Adressant un large rictus, Kakarotto susurra:

– Mais… Mon esprit… N’a jamais été aussi clair…

Nappa resta figé un instant, apeuré, puis une forte douleur le saisit lui aussi à la tête. Prenant cette dernière entre ses mains, il entendit Kakarotto ricaner, et comprit qu’il se passait quelque chose d'anormal. La douleur s’intensifia, et le fit poser un genou à terre. Dans son esprit torturé se mirent à défiler des dizaines d’images envoûtantes : Vegeta qui léchait ses bottes, des danseuses qui l’entouraient et le caressaient, un pouvoir au-delà de ses rêves les plus fous, la soumission de l’Univers entier dans la paume de sa main…

Tout être rongé par l’envie et l’ambition ne pouvait ne pas succomber à de telles promesses miroitantes, et les Saiyans ne faisaient pas exception, selon Babidi qui, depuis sa chambre, avait sondé le coeur des deux Saiyans.
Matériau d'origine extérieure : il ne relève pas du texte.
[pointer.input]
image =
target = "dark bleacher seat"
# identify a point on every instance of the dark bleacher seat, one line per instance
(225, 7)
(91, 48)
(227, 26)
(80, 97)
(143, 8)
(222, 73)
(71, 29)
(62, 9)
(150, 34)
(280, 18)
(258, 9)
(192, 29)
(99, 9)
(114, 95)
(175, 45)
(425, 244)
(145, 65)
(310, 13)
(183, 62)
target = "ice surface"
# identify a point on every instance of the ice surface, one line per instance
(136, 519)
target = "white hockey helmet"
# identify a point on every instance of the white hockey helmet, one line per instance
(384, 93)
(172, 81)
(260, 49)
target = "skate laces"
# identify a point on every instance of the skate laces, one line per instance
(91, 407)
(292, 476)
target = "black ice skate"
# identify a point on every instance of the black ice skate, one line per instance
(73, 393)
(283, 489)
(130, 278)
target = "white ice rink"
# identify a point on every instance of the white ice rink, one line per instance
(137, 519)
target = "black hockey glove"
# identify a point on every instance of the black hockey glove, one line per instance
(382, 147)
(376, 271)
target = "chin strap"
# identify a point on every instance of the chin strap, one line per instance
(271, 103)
Ces singes étaient une véritable opportunité pour lui, tant ils étaient tiraillés par des sentiments négatifs. Il n’osait pas toucher à Vegeta de l’Univers 13, et le quatrième était trop difficile à corrompre actuellement, ceux qui l’entouraient auraient tôt fait de remonter jusqu’à lui. Il se concentra sur Nappa, d’autres suivraient. Quelques secondes plus tard, il sentit avec satisfaction l’esprit du Saiyan céder. Ce dernier se redressa, arborant le même rictus que son congénère. Ils se mirent tous deux au garde-à-vous, s’exclamant ensemble :

— Et maintenant, que faisons-nous, maître ?

— Vous, rien pour l’instant ! ricana Babidi, derrière sa boule de cristal. Restez dans votre appartement, ne vous faites pas remarquer, j’ai des projets pour vous.

— À vos ordres, s’inclinèrent les Saiyans.

Le sorcier coupa l’image, et reporta son attention sur un groupe de spectateurs eux aussi corrompus qu’il avait subtilement réussi à faire entrer dans les appartements de l’Univers 18. Celui-ci étaient clairement le plus dangereux, avec les KaiôShins de l’Univers 1. Il ne pouvait subjuguer aucun d’entre eux, et ils étaient bien trop puissants. Il lui fallait un moyen de pression en cas de problème, et la femme qui les accompagnait était un otage tout désigné. La fillette pouvait se transformer comme ses compagnons, donc impossible à capturer, et il craignait tout autant la fille de Vegeta. Si jamais elle était la même que celle de l’Univers 16… La troisième femme était bien plus abordable, une Terrienne banale. Il s’emparerait d’elle, et menacerait de la tuer si l’Univers 18 intervenait dans ses affaires. Oui, c’était la meilleure chose à faire.

Tout était en place, il ne restait plus qu’à agir, Alors qu’il donnait l’ordre de lancer l’opération, il changea l’image sur la scène du combat actuel, observant le Cell géant qui combattait. Une fois que cet affrontement serait terminé, s’il était toujours vivant, le lézard vert lui aussi deviendrait son esclave. Bien qu’il ait une certaine partie en lui qui faisait penser à Vegeta, le mal était fortement présent dans son être, et à son tour, affaibli après son combat, il deviendrait l’un de ses soldats dévoués.